If you're on a managed install, or recieve a warning about a python environment that is 'externally managed' - you'll need to run the following command at your own risk: pip install -r requirements.txt --break-system-packages. Note: It is very unlikely that the command above will affect your system. However, it is not recommended to run this command in a production environment.

  • Step 4. To run the program on MacOS/Linux, simply run the following command:
./start.sh
  • On Windows 10/11, use the following command to start the program:
.\start.bat

Note

Linux support is limited to Debian/Ubuntu based systems only. See this issue.

MUSE Demo

Note

This section is only required for users wanting to use the code inside the museDemo folder. All Juypter Notebooks are self contained, and include everything you need to get going in just a click of the first cell!

The museDemo folder contains a comprehensive software package for running brain-computer interface demonstrations using the Muse headset. This repository provides all necessary components to create an interactive experience where brainwave data from the Muse headset drives audio synthesis and processing. System Requirements

Required Software:

Required Files:

  • SuperCollider script (.scd file) included in museDemo/external_files
  • Ableton Live project (.als file) included in museDemo/external_files

Setup Instructions

  • MIDI Configuration:
    • For successful operation, your system must have a properly configured MIDI interface that bridges the brainwave data to the digital audio workstation.
    • This configuration is crucial and varies depending on your operating system:
      • You'll need to create a virtual MIDI bus device with 5 distinct input channels
      • Each input channel corresponds to one of the five brainwave measurements captured by the Muse headset:
        • Delta waves (deep sleep)
        • Theta waves (drowsiness/meditation)
        • Alpha waves (relaxed awareness)
        • Beta waves (active thinking)
        • Gamma waves (higher cognitive processing)

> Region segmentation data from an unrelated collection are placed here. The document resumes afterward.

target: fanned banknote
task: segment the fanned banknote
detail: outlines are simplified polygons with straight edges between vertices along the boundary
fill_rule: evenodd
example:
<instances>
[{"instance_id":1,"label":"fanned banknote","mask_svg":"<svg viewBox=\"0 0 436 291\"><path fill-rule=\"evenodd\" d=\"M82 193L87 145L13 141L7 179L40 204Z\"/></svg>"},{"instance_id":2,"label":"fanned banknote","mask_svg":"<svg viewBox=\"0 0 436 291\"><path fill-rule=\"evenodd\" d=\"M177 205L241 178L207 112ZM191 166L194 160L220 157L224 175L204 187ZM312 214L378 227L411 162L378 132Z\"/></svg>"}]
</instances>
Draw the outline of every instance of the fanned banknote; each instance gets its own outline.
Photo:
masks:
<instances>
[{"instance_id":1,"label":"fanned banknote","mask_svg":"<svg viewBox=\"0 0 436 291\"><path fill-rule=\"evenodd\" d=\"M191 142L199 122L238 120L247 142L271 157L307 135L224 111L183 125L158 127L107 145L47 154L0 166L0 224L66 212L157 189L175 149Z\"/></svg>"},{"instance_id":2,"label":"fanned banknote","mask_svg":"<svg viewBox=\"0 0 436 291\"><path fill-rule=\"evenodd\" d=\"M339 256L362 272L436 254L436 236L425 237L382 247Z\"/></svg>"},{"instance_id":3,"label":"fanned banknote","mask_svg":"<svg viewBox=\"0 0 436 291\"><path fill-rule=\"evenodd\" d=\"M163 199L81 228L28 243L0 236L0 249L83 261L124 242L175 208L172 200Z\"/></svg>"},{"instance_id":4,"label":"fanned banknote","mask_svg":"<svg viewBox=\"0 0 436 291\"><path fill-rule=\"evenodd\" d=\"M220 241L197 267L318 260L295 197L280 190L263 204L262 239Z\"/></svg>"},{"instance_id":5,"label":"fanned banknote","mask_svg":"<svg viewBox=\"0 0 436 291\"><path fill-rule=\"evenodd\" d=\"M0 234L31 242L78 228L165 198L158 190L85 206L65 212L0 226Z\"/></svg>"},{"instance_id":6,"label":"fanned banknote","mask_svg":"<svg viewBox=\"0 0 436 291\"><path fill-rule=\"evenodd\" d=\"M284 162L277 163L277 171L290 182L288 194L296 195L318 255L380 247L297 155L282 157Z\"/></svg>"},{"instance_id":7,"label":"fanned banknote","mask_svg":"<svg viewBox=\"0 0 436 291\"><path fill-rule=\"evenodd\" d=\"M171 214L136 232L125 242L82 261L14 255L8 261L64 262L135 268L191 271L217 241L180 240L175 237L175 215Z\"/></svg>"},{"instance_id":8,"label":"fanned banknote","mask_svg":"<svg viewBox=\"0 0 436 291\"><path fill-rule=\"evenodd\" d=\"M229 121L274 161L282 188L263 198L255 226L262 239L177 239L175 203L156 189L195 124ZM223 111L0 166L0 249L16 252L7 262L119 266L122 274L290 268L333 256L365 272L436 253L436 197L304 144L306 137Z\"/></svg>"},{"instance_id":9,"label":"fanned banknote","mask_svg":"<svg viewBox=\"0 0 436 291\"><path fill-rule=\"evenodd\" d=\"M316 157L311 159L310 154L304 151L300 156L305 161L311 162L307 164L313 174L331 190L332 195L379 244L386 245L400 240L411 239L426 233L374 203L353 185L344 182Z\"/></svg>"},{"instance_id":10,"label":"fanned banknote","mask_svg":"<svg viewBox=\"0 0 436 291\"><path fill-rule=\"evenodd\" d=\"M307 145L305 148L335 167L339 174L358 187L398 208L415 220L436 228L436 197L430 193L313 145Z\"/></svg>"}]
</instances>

Configuration By Operating System:

MacOS:

  • Use the "Audio MIDI Setup" utility to create a virtual MIDI bus. Configure the device to handle 5 distinct input channels.

Windows:

  • Install a virtual MIDI bus utility such as loopMIDI. Create 5 separate ports or ensure your virtual MIDI device can handle 5 discrete channels.

Linux:

  • Use ALSA or JACK MIDI routing capabilities. Configure 5 separate MIDI connections through these systems.

Running the Demo:

  1. Power on and connect your Muse headset
  2. Open the SuperCollider script (.scd file)
  • Some tips:
    • Use SHIFT + ENTER to run line by line as desired
    • CTRL + . to stop running the song (and then you may have to also run the allNotesOff commands at the top, too, to make the digital audio workstation stop making noise)
    • If SuperCollider is receiving data from the Muse, you will see it populate (fast) after running OSCFunc.trace(true). You can then run OSCFunc.trace(false) to stop the data stream from going (improves performance) although data is still being recieved in the background.
    • The easiest variable to play with will be base_tempo which will change the speed of the song
  1. Open the Ableton Live project (.als file)
  2. Verify MIDI connections are properly established (update MIDI From to be each MIDI bus)
  3. Execute the main block of the SuperCollider script
  • Double click at the beginning of a block to select the whole block before running it (block will be highlighted in dark gray)
  1. Begin the demonstration - brainwave data should now drive the audio processing, thus creating music.

Usage

The course has been approved to utilize Georgia Tech's newly opened AI Makerspace, a super-computing hub designed to provide students with access to advanced AI computing resources.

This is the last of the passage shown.